Arielle: I like Drake best; he is all stiff and butler-like, but you get to see his soft side sometimes and he acts like a ten-year-old again.
Katie: I love Rooster – he’s so funny!
What is Annie’s biggest dream in the show? What is it she wants more than anything?
Arielle: Her biggest dream is to find her mother and father and to be like other kids, with folks of her own.
Katie: Annie thinks her biggest dream is to find her real mom and dad. But in the end she realizes that she just wants to be loved.
We can’t imagine two more charming young ladies to be playing the role of Annie. And both demonstrate great insight into the story and its deeper meaning.
Beginning October 15, tickets may be purchased at Bennett Recreation Center in Howell, Snedicors Cleaners in Brighton, through the theatre box office at 517-545-1290, or through our website at www.cththeatre.org. Prices are $16 for adults and $14 for seniors and students if purchased in advance; they are $2 more at the door. Group discounts are available.
This production is generously sponsored by Drs. Fuhst-Wylie and Kahn, Family Dental Care of Howell, Employment Group of Grand Rapids, and Alterations Unlimited of Brighton.
The original production of this musical, inspired by Harold Gray’s “Little Orphan Annie” comic strip, opened on Broadway in 1977, won seven Tony Awards, and went on to play for an astonishing 2,
377 performances, making it the third longest-running musical of the 70’s. This run was followed by several national and international tours and a popular sequel, Annie Warbucks. Stars associated with Annie at one time or another include Carol Burnett, Bernadette Peters, Sarah Jessica Parker and Andrea McArdle.
The cast also includes Andy Techentin as Warbucks, Amy Lauter as Grace, Joanne Saoud as Miss Hannigan, Kevin Rogers as Rooster, Heather Kerr as Lily, Mark Mazzullo as Bert Healy, Gerald Bliznik as FDR, Brian Bickel as Drake, and Chelsea Moores, Jill Bliznik and Mary Jo DelVero as the Boylan Sisters. Appearing as the main orphans are Emma Ulman as Duffy, Aubrey Klein as July, Tori Rogers as Pepper, Anna Zanin as Tessie, Evy Schoeberlein as Kate, and Kaelyn Parker as Molly.

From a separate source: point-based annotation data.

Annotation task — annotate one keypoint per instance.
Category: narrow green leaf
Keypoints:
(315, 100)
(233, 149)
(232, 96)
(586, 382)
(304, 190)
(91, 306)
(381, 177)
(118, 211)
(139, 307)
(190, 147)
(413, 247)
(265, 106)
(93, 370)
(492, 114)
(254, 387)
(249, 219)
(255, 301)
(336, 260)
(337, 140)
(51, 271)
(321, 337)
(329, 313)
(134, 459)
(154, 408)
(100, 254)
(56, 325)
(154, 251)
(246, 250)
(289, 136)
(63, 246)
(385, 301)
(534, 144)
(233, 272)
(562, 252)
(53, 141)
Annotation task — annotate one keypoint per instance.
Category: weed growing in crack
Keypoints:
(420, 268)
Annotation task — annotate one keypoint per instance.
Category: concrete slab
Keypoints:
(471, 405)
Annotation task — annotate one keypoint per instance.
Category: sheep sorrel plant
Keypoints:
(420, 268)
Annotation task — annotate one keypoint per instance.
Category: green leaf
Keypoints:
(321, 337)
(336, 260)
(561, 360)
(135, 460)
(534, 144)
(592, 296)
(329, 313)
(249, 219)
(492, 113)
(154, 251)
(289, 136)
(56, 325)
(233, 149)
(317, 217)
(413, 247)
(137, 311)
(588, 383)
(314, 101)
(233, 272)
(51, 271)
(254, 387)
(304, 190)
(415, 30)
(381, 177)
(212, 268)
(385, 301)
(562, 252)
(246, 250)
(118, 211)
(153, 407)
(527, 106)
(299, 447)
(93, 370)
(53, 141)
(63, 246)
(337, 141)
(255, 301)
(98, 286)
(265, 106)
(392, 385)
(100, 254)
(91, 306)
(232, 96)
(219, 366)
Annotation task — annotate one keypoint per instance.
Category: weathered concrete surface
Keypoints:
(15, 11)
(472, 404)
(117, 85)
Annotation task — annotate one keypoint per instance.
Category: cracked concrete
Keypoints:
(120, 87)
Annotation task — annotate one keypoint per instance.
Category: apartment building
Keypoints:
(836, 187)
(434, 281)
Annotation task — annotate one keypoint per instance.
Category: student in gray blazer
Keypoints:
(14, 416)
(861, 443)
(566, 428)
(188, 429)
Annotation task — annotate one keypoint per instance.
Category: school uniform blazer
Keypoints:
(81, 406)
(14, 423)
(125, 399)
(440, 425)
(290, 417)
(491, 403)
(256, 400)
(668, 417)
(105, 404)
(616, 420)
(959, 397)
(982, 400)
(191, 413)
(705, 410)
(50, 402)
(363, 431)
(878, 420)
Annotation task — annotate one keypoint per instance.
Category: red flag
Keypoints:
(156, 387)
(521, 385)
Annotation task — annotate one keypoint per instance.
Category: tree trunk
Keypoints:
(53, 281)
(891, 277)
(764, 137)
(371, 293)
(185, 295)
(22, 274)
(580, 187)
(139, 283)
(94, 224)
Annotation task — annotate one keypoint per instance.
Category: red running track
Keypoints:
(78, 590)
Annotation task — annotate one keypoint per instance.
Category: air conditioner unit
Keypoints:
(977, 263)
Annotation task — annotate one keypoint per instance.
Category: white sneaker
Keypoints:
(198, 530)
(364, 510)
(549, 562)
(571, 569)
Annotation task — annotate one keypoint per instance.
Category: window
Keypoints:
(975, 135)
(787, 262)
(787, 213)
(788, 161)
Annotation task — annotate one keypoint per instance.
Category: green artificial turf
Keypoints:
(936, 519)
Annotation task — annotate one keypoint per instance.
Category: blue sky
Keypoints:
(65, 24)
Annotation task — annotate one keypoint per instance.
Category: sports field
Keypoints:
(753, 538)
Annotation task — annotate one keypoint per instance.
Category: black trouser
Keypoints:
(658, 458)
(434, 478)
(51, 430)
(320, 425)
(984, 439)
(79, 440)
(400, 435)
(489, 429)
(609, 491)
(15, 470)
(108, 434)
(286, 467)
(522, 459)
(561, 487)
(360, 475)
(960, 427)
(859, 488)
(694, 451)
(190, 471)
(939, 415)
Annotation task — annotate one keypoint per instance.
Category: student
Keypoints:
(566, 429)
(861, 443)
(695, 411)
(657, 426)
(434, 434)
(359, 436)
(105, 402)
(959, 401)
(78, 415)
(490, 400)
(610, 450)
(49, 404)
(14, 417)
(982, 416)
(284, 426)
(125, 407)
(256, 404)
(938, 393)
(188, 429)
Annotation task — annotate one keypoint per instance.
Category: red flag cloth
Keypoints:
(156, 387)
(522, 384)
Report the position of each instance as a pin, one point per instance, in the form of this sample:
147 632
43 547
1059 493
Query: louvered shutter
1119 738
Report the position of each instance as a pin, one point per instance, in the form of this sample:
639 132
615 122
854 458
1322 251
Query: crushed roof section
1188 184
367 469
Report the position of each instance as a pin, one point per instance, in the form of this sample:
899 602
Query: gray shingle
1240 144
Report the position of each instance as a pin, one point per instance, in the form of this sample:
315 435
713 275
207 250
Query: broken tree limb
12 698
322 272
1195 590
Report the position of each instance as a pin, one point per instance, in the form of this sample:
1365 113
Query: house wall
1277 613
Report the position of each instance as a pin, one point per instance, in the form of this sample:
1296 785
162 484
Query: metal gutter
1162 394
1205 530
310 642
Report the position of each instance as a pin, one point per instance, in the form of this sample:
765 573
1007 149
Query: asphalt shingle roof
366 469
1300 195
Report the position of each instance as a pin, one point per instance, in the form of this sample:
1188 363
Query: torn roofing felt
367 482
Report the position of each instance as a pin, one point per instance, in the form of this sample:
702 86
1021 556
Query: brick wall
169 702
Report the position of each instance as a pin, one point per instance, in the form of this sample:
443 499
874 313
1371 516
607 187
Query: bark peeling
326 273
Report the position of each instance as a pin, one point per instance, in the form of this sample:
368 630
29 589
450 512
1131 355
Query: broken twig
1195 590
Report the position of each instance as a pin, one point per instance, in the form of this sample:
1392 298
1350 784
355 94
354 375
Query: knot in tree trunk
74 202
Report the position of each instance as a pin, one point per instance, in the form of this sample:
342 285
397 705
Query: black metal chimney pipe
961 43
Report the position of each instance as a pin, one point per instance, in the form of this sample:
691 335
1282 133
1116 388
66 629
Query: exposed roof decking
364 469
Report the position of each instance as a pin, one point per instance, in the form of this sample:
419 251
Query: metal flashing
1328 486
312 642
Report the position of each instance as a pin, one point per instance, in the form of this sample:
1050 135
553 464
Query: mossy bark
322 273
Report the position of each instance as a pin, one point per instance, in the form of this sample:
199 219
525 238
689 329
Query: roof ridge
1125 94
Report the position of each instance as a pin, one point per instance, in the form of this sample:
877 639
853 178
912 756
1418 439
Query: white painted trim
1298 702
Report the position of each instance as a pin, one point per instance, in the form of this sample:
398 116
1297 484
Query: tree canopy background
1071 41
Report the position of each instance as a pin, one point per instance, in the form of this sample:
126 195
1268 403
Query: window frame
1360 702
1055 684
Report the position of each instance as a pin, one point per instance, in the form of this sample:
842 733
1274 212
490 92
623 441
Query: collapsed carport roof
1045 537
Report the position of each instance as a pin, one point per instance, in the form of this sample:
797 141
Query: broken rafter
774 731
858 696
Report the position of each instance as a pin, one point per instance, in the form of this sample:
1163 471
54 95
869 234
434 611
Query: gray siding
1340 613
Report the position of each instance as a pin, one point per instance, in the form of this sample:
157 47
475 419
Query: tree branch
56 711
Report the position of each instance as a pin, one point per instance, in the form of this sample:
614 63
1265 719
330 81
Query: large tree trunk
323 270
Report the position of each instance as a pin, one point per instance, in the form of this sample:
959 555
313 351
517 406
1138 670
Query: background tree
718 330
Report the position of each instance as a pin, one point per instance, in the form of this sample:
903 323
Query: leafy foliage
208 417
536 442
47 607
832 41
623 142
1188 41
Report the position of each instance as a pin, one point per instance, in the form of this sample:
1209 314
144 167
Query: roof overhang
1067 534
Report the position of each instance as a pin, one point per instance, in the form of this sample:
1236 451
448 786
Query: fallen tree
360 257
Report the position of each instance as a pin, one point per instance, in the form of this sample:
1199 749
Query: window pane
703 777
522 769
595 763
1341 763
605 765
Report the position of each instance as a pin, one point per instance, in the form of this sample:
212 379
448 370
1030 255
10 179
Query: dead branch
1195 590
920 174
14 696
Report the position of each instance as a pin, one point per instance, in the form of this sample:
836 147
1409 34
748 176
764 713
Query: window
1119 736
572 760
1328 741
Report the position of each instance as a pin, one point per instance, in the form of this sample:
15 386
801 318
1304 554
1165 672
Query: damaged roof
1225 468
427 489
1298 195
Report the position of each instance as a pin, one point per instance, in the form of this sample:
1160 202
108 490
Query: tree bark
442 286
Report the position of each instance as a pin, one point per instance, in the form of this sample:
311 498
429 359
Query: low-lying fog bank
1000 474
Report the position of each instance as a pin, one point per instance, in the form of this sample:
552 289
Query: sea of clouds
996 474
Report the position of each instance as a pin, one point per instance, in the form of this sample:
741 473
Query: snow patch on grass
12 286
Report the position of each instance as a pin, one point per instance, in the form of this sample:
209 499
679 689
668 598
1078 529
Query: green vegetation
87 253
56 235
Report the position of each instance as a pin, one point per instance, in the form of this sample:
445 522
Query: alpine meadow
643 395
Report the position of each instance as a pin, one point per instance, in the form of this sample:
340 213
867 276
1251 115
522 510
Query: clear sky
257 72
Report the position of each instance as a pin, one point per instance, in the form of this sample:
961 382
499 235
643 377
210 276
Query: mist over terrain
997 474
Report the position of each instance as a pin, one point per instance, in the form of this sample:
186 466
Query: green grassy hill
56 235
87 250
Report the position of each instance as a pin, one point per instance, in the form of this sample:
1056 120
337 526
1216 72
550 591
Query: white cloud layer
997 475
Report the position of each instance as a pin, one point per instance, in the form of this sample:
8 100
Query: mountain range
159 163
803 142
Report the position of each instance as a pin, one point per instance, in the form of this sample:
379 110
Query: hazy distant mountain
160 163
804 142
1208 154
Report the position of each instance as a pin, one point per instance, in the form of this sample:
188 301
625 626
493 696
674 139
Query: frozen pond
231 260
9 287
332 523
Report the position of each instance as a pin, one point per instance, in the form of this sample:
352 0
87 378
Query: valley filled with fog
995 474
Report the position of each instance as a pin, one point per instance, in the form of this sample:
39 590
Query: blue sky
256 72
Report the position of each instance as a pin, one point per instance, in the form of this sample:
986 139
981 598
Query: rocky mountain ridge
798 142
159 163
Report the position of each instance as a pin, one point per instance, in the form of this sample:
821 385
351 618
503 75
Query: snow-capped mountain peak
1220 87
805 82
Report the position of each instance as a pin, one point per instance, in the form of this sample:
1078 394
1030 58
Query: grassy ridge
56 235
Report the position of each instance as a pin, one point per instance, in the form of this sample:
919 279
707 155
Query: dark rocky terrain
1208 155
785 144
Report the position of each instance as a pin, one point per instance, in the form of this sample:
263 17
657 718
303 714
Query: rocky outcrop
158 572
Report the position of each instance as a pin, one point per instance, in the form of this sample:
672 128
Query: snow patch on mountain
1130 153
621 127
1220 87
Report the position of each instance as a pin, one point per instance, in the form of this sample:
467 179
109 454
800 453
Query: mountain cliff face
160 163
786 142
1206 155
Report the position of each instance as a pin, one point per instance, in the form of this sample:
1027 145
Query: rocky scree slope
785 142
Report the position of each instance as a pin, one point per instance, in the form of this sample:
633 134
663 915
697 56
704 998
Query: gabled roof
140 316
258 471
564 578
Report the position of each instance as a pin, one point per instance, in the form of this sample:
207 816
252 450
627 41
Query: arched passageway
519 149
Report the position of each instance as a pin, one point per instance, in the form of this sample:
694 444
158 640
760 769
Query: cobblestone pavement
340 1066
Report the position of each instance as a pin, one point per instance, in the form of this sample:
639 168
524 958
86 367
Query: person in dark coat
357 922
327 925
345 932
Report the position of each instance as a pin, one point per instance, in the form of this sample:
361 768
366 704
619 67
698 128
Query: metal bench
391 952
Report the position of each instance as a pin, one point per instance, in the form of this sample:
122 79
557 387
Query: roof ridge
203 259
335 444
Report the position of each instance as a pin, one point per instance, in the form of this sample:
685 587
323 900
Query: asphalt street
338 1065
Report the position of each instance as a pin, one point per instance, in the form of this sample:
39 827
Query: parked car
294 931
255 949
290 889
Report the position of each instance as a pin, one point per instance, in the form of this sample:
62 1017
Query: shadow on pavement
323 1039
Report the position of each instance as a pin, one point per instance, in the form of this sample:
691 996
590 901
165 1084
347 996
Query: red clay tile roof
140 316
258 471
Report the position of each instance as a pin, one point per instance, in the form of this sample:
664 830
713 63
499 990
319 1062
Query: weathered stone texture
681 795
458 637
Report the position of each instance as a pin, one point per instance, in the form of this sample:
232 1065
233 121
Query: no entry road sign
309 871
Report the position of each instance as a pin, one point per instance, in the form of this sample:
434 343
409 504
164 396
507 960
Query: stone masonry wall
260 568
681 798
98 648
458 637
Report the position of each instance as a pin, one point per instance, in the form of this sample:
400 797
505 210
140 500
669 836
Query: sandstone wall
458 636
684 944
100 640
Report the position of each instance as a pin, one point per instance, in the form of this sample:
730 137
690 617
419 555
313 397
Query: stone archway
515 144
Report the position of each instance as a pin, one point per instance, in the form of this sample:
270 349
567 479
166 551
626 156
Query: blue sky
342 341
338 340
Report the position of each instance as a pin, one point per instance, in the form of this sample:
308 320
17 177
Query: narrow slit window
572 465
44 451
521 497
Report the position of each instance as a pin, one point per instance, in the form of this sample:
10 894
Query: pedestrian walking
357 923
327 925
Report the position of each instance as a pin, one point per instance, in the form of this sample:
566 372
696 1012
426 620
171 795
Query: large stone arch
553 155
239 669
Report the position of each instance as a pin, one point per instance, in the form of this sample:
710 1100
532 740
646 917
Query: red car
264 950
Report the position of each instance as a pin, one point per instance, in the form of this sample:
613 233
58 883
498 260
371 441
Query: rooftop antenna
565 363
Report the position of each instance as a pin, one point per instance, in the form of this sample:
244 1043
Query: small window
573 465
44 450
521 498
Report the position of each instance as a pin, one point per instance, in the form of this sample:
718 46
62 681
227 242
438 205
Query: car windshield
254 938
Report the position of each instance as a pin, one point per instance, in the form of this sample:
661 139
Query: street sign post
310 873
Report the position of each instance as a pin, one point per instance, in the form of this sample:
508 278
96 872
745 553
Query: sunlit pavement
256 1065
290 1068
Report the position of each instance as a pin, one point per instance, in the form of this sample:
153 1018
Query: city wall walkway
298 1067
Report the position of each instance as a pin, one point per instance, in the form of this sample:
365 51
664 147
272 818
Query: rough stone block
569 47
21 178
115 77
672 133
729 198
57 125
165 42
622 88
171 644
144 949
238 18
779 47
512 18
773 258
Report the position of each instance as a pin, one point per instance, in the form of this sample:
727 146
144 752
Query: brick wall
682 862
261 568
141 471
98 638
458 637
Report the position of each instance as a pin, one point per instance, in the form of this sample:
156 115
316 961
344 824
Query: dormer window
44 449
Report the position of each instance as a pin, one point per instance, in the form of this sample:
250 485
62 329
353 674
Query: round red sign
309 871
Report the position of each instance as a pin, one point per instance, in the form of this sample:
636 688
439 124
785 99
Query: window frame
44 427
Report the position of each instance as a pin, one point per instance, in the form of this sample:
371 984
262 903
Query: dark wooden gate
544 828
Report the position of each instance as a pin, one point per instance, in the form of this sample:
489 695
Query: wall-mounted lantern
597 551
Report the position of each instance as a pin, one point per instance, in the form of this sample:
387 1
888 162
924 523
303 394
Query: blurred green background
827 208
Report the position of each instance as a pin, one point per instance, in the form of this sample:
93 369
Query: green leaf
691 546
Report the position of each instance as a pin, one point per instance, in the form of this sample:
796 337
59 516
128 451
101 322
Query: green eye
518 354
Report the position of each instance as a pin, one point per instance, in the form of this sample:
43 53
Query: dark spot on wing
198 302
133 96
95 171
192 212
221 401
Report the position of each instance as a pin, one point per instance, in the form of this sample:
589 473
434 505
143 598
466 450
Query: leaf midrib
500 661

The production staff includes Scott Usher – Director, Linda Peasley – Producer, Mary Jo DelVero – Asst. Director, Laura Bickel – Asst. Producer, Maria Usher – Choreographer, Christine Clinton-Cali, Becky Hess and Terry Sacker – Costumes, Sally Mikat – Vocal Director, Brian Pearson – Orchestra Director, Deb Tyler – Pianist, Mark Mazzullo and Brian Bickel – Set Build, Richard Mikula – Technical Director, and Debbie Mikula and Abby Michaels – Stage Managers.
So if you want to believe that there really is a light at the end of the tunnel, and believe that the sun really will come out tomorrow, bring the whole family on down and join the fun with tickets for this delightful show. We guarantee that you’ll leave, fully-dressed, with a smile!